Just create a document and pipeline, pass your document trough the Pipeline, and your done.

```python
from wowool.sdk import Pipeline
from wowool.document import Document

document = Document("Mark Van Den Berg works at Omega Pharma.")
# Create an analyzer for a given language and options
process = Pipeline("english,entity")
# Process the data
document = process(document)
print(document)
```

# API

## Examples

You will need to install the english language module to run the sample. `pip install wowool-english` 

### Using the language identifier

This script demonstrates how to use the LanguageIdentifier to detect the language of a document.


```python
from wowool.sdk import LanguageIdentifier

document = """
Un été de tous les records de chaleur en France.
Record de chaleur battu dans une cinquantaine de villes en France

"""
# Initialize a language identification engine
lid = LanguageIdentifier()
# Process the data
doc = lid(document)
print(doc.language)

```

### Custom domain

The script identifies the word "car" as a Vehicle entity in the sentence "I have a car." using custom domain rules and language processing.

For more info on how to write rules see: https://www.wowool.com/docs/nlp/matching-&-capturing


```python
from wowool.sdk import Language, Domain
from wowool.document import Document

english = Language("english")
vehicle = Domain(source="rule:{ 'car'} = Vehicle;")
doc = vehicle(english(Document("I have a car.")))
for entity in doc.entities:
    print(entity)

```

### Extract dutch entities

This script demonstrates how to perform basic entity analysis on a Dutch sentence using the Wowool SDK.
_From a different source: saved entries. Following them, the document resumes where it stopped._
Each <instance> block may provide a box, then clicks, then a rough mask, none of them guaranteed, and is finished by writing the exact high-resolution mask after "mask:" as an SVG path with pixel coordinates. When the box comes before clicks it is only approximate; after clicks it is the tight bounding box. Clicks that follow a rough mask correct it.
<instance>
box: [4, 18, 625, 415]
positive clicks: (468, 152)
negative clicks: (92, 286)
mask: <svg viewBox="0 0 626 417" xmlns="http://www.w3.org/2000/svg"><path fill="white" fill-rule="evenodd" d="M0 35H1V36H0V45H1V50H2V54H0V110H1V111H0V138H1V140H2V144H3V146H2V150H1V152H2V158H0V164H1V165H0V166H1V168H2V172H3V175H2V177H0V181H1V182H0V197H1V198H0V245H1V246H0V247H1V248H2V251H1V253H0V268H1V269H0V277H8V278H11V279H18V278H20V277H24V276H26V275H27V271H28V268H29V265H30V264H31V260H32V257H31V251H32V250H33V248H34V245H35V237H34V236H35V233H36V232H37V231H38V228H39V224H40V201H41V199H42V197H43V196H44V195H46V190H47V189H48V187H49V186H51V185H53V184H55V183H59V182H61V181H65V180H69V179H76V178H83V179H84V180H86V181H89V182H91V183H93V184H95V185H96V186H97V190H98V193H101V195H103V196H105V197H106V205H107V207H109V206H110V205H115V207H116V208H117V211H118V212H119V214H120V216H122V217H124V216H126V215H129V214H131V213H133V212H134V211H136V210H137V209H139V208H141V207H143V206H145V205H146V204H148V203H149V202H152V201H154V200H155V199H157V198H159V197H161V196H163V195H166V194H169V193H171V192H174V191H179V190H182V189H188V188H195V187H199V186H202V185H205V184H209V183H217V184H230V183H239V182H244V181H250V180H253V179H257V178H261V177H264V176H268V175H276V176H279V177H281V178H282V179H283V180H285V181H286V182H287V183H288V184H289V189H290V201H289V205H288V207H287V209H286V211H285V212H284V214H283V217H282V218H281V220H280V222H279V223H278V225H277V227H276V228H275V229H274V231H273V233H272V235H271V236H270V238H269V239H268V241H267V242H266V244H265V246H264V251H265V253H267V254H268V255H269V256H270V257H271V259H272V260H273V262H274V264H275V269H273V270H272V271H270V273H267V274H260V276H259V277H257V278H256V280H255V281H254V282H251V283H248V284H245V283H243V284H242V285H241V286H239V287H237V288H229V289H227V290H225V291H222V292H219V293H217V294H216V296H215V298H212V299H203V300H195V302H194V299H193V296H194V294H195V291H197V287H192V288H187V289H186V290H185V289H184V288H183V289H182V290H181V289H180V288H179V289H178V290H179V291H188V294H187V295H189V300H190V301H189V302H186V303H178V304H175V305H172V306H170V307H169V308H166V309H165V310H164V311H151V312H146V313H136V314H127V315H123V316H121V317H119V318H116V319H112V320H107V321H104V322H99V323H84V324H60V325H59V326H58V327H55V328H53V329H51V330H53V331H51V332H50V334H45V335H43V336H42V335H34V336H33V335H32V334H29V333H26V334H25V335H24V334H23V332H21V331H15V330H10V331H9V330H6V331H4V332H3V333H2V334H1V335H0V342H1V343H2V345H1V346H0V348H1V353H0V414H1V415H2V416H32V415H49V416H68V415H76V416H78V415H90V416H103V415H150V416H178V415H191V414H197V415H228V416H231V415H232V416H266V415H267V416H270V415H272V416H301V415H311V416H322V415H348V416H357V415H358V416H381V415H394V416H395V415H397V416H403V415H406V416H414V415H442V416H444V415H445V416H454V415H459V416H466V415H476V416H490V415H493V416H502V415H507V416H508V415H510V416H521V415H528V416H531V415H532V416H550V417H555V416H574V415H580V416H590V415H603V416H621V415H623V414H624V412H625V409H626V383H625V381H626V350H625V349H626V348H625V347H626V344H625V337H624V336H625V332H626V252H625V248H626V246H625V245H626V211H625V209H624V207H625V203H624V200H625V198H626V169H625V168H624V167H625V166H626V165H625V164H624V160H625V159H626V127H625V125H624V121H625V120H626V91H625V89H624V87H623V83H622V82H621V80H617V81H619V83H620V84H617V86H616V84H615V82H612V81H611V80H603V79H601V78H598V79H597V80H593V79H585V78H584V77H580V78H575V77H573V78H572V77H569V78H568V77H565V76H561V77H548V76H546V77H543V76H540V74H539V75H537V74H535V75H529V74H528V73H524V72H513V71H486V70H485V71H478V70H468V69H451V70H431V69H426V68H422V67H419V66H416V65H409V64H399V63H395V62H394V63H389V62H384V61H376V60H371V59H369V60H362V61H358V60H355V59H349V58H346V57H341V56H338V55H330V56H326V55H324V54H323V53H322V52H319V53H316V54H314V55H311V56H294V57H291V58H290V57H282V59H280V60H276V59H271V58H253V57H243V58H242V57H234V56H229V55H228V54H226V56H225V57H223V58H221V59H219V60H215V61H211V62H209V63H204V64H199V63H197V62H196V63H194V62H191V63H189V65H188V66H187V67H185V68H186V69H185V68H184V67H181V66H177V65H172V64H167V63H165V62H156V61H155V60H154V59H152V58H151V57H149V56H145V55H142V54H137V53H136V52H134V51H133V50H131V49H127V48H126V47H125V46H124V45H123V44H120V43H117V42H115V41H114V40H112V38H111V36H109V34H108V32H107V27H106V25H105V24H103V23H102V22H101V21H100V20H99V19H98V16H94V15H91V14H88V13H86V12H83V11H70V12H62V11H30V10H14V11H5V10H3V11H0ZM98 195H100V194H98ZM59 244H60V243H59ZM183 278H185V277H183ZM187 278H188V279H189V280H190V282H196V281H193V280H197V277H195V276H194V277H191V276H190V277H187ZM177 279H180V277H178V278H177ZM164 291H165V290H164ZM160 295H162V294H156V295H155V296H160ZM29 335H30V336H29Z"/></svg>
Install first the dutch language model `pip install wowool-dutch`



```python
from wowool.sdk import Pipeline
from wowool.document import Document

entities = Pipeline("dutch,entity")
document = entities(Document("Mark Van Den Berg werkte als hoofdarts bij Omega Pharma."))
for sentence in document.sentences:
    for entity in sentence.entities:
        print(entity)

```

### Using the language identifier

This script demonstrates how to use the LanguageIdentifier to detect the different language sections in a text multi-language document.


```python
from wowool.sdk import LanguageIdentifier

document = """
La juventud no es más que un estado de ánimo.

Record de chaleur battu dans une cinquantaine de villes en France

"""
# Initialize a language identification engine
lid = LanguageIdentifier(sections=True, section_data=True)
# Process the data
doc = lid(document)
if lid_results := doc.lid:
    for section in doc.lid.sections:
        assert section.text
        print(f"({section.begin_offset},{section.end_offset}): language= {section.language} text={section.text[:20].strip('\n')}...")

```



## License

In both cases you will need to acquirer a license file at https://www.wowool.com

### Non-Commercial

    This library is licensed under the GNU AGPLv3 for non-commercial use.  
    For commercial use, a separate license must be purchased.  

### Commercial license Terms

    1. Grants the right to use this library in proprietary software.  
    2. Requires a valid license key  
    3. Redistribution in SaaS requires a commercial license.